Absolute belief is not necessary for this form of spirituality. If anything, the assumption of final knowledge may detract from one’s ability to truly taste the oceanic mystery of this miraculous existence.
Conclusion: Beware of red pills.
Most of the ideas I refuted in this article have something in common: They’re red pills.
By “red pill” I mean an idea that makes you feel like you’re in on a giant earth-shattering secret—an idea that makes you feel you’ve “woken up” from the matrix that most people are trapped in because you now know The Real Truth.
Red pills are everywhere, not just in the spirituality memespace. Various movements and communities all over the world are peddling different forms of The Knowledge That Will Change Everything For You.
I’ve taken a lot of red pills in my life, and I know how seductive they can be. It feels great to think you’re in on some precious secret and more enlightened than all the “sheeple” who can’t see the truth.
The problem is that the vast majority of red pills turn out to be bullshit in some way. Usually they’re too all-encompassing, a new form of dogma: “Reality is the EXACT OPPOSITE of everything you’ve been taught!!”
No, usually it isn’t. It’s somewhere in-between. Reality can rarely, if ever, be characterized by sweeping, all-encompassing generalizations. Things are too complex. But because our minds crave security and certainty, it’s easy to swing from one form of Gospel to another.
Instead of doing this, I humbly submit that it’s better to learn to allow room for complexity and ambiguity. To be highly skeptical of any claims to Final Answers and instead assume that our current answers and models are incomplete, in need of further refinement.
If we’re able to do this, the world opens up to us. When we relinquish the need for certainty, curiosity is allowed to blossom, and the world becomes a never-ending series of interesting questions and investigations, with endless exciting new perspectives to gain.
When we embrace ambiguity, we stop living reactively based on our idea of fixed truth; we stop insisting on the correctness of our views and feeling insecure when others disagree. This is liberating—a weight off our shoulders, a new sense of spaciousness in which we can simply listen to what others are saying and see many perspectives on any given issue, situation, or conflict.
I don’t have all the answers.
Spiritual people don’t have all the answers.
No group in human history has had all the answers.
If you ever feel like you’ve got everything figured out, it’s probably time to take a step back.
As Robert Anton Wilson put it, “Only the madman is absolutely sure.”
Cheers to curiosity, questions, and endless learning.
Peace and love, humans.
If you’d like to deepen your spirituality, consider taking 30 Challenges to Enlightenment.

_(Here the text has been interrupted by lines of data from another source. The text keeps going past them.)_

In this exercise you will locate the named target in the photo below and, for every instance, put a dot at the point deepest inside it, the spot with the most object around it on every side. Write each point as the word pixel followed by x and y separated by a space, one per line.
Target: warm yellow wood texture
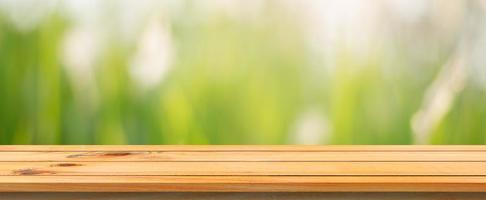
pixel 242 168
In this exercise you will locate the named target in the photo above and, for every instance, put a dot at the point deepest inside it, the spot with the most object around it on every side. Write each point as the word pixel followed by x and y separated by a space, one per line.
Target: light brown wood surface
pixel 242 168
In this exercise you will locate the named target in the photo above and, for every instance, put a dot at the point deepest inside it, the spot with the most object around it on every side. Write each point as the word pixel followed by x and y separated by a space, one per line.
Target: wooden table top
pixel 242 168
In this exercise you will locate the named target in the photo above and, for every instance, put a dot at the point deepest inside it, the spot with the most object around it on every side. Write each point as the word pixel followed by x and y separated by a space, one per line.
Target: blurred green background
pixel 242 72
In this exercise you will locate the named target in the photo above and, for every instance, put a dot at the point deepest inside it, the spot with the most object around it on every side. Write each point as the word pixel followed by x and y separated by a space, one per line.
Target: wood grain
pixel 242 168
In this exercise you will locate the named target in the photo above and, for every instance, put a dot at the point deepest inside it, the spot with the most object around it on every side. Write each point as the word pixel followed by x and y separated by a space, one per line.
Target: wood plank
pixel 162 156
pixel 242 168
pixel 245 168
pixel 240 184
pixel 242 196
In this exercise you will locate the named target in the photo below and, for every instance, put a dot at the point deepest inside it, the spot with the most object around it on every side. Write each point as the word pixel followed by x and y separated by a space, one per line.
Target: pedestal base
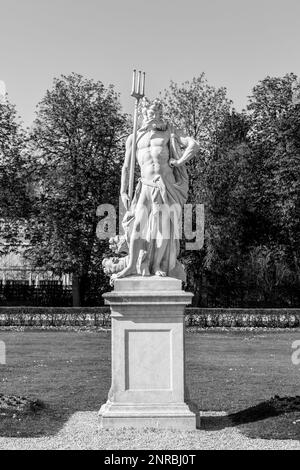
pixel 148 380
pixel 113 415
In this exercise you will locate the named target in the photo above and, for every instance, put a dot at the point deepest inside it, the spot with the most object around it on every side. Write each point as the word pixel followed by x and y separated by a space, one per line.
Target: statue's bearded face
pixel 154 113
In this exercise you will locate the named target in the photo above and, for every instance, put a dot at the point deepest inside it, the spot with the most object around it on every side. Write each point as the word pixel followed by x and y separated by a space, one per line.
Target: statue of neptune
pixel 152 223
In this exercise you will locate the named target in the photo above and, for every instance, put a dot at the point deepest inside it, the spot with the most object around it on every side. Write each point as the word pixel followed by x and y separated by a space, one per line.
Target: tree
pixel 275 139
pixel 76 159
pixel 14 200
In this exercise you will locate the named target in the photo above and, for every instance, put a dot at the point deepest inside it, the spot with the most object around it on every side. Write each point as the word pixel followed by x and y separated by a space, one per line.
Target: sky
pixel 235 42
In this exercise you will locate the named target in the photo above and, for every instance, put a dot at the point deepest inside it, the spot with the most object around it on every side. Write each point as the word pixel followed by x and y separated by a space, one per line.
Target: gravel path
pixel 82 432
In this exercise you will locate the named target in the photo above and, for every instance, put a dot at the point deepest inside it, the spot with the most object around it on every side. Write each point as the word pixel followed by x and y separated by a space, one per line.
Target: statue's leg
pixel 162 240
pixel 137 238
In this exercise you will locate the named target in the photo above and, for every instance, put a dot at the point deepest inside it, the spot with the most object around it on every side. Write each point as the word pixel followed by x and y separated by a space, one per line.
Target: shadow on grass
pixel 276 406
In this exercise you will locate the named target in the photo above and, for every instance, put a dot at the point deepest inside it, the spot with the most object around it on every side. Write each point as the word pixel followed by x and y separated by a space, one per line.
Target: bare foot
pixel 158 272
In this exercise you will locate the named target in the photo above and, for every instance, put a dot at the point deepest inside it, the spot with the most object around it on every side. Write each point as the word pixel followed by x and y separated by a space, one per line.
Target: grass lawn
pixel 233 371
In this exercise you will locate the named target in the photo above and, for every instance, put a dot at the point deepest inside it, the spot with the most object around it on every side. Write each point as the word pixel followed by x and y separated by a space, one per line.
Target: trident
pixel 138 92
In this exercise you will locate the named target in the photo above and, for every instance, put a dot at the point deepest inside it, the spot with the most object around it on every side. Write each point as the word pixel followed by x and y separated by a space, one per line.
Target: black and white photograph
pixel 149 228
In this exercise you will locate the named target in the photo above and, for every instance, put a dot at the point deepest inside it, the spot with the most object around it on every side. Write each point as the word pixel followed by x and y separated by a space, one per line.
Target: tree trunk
pixel 76 291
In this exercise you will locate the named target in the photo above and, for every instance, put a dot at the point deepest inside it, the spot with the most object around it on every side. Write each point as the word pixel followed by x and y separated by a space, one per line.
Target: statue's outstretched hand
pixel 125 200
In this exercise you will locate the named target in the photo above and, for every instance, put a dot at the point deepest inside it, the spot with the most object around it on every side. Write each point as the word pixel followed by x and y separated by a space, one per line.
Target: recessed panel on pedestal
pixel 148 360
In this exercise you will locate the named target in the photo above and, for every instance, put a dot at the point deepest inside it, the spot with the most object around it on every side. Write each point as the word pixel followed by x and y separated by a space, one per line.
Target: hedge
pixel 194 317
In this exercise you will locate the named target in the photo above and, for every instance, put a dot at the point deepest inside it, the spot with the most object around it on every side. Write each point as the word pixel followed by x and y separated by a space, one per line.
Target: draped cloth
pixel 168 198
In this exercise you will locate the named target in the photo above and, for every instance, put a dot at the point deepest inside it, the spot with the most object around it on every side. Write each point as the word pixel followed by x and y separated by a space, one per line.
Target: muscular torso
pixel 153 154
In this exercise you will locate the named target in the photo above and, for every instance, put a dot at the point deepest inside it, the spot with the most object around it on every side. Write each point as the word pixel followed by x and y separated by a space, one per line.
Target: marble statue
pixel 152 223
pixel 2 91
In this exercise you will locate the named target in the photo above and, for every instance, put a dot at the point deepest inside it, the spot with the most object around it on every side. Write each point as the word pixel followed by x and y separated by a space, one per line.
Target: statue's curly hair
pixel 145 104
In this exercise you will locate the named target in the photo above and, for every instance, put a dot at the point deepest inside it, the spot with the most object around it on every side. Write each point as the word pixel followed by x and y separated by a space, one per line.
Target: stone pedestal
pixel 148 383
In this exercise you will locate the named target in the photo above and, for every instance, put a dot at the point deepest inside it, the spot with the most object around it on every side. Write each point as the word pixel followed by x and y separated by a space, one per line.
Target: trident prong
pixel 138 85
pixel 137 92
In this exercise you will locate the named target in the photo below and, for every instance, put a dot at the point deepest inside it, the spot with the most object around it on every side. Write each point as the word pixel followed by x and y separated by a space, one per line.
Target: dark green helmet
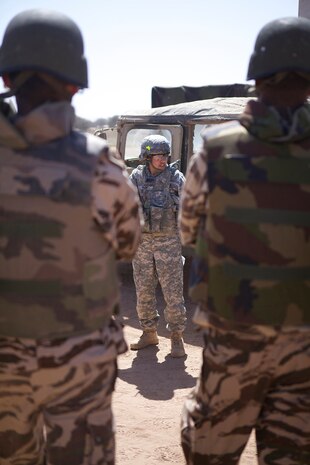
pixel 154 145
pixel 44 40
pixel 281 45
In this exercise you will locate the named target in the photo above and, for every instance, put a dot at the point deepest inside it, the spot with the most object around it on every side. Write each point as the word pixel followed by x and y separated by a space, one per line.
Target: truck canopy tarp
pixel 162 96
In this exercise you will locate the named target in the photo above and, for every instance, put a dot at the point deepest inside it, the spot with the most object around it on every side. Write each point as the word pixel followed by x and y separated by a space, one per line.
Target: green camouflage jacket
pixel 67 211
pixel 245 208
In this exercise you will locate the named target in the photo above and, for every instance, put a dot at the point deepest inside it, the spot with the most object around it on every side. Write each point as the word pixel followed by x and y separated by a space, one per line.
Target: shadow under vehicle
pixel 181 124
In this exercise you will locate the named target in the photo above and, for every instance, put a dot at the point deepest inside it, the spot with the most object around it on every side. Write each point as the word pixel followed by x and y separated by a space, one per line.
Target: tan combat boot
pixel 147 338
pixel 177 344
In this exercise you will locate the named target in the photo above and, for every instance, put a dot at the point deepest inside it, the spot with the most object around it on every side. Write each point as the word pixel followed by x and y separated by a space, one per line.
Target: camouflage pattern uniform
pixel 245 209
pixel 61 230
pixel 159 256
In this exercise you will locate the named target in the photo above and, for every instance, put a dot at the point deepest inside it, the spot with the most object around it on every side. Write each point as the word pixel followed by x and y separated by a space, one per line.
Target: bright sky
pixel 133 45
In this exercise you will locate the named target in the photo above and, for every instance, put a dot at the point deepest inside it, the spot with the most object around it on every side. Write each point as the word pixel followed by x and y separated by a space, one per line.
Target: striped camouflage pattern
pixel 256 378
pixel 60 231
pixel 159 259
pixel 246 209
pixel 159 196
pixel 65 383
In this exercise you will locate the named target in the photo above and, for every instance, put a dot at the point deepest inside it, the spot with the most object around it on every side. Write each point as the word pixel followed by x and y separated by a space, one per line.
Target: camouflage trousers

 I don’t think it’s a coincidence that this attitude seems a lot like a repackaging of Christianity’s “original sin” hypothesis. Many New Age and spiritual ideas seem to be rebrandings of much older religious ideas, Christian or otherwise (e.g. Note the sameness of, “Thank you, Universe. I know you will protect me.” and “Thank you, God. I know you will protect me.”).
Edit: A previous version of this article reported that Gandhi did not believe violence was justified under any circumstances. Additional information I discovered revealed that he did in fact acknowledge that violence was justified on rare occasions. The article has been updated to reflect this discovery.